Когда мы выходили из театра, вокруг зашептались, что Сталину балет не понравился и он в середине второго акта уехал. Зрители выглядели смущенными, и никто ни о чем вслух не высказывался. Наверное, все боятся. Патрик сказал мне недавно, что в России очень быстро развивается доносительство. Детей в школах начали подстрекать к тому, чтобы они доносили на собственных родителей, запоминали, что родители говорят дома, не ругают ли правительство, не критикуют ли новые порядки. Какими же людьми вырастут эти дети?

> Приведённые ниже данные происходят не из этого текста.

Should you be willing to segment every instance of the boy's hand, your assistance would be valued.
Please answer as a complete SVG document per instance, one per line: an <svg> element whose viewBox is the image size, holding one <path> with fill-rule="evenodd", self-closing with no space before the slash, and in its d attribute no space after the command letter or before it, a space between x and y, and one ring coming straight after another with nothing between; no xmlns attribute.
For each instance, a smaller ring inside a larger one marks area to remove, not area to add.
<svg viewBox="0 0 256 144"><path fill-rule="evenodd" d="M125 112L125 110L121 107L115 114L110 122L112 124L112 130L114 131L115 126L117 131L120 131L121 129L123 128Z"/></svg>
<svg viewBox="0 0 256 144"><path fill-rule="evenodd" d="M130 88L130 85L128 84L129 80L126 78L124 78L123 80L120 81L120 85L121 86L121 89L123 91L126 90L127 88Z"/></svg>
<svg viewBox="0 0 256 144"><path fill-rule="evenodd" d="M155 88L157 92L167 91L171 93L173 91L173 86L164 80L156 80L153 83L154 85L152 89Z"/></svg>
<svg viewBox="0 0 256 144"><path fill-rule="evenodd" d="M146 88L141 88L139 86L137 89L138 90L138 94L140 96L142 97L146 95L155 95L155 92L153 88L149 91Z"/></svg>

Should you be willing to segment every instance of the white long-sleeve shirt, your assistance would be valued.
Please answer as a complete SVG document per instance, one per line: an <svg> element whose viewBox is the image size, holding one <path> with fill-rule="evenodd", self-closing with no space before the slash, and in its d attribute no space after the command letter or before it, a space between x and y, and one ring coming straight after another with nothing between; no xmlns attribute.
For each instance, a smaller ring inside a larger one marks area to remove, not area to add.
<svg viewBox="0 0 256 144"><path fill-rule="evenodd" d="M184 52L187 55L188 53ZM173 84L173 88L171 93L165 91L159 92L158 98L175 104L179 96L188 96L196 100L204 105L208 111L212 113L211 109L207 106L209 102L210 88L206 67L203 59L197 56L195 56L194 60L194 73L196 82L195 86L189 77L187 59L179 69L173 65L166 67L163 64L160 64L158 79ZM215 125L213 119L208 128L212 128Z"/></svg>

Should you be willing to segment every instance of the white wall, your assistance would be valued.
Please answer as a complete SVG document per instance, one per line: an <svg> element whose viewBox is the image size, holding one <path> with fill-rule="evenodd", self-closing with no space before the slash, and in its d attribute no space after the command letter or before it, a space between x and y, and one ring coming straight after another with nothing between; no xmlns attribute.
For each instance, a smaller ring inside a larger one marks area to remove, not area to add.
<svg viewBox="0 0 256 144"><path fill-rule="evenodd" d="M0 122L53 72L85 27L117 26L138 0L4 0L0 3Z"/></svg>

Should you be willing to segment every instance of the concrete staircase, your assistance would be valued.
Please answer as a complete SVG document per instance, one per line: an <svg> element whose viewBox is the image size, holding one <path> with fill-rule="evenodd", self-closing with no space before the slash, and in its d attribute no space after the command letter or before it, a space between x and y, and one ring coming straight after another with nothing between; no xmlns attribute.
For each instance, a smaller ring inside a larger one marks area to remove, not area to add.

Дюранти я больше не видела. Может быть, он заметил, что Сталин уехал, и последовал за своим кумиром?


Вермонт, наше время

Отыграв на рояле, сверкающая красным платьем и красным на белом, напудренном, нежном лице своем жгучим румянцем, счастливая вызванным восхищением, Ольга Керн прошла между нестройными рядами стульев и уселась рядом с Ушаковым. Он ощутил запах сильных духов, исходящий от ее голого, мускулистого плеча, запах помады, свежий слой которой она, по всей вероятности, только что нанесла на свои оттопыренные, в улыбке застывшие, плотные губы, – и волнение, вызванное не ею, не Ольгою Керн, но просто возникшей поблизости женщиной, волнение молодое и такое сильное, что он вдруг невольно заерзал на стуле, охватило Ушакова. Почувствовав это, самоуверенная Ольга широко раскрыла глаза и светлой, порхающей их синевою пробежала по его лицу и телу. Он хотел было ответить ей тем же, он уже развернулся к ней, но в это время в дверях зала мелькнула золотистая голова, которую он недавно видел среди сонных кувшинок, – мелькнула опять не лицом, но затылком, как будто обладательница этих волос играла с ним в веселую и слегка опасную игру. Забыв о своей соседке, Ушаков вытянул шею, чтобы проследить, куда она направляется, потому что, увлекшись разгоряченной Ольгой, он пропустил минуту, пока его русалка стояла лицом к залу, и заметил ее только тогда, когда она, отвернувшись, уже приготовилась уходить.

Загрузка...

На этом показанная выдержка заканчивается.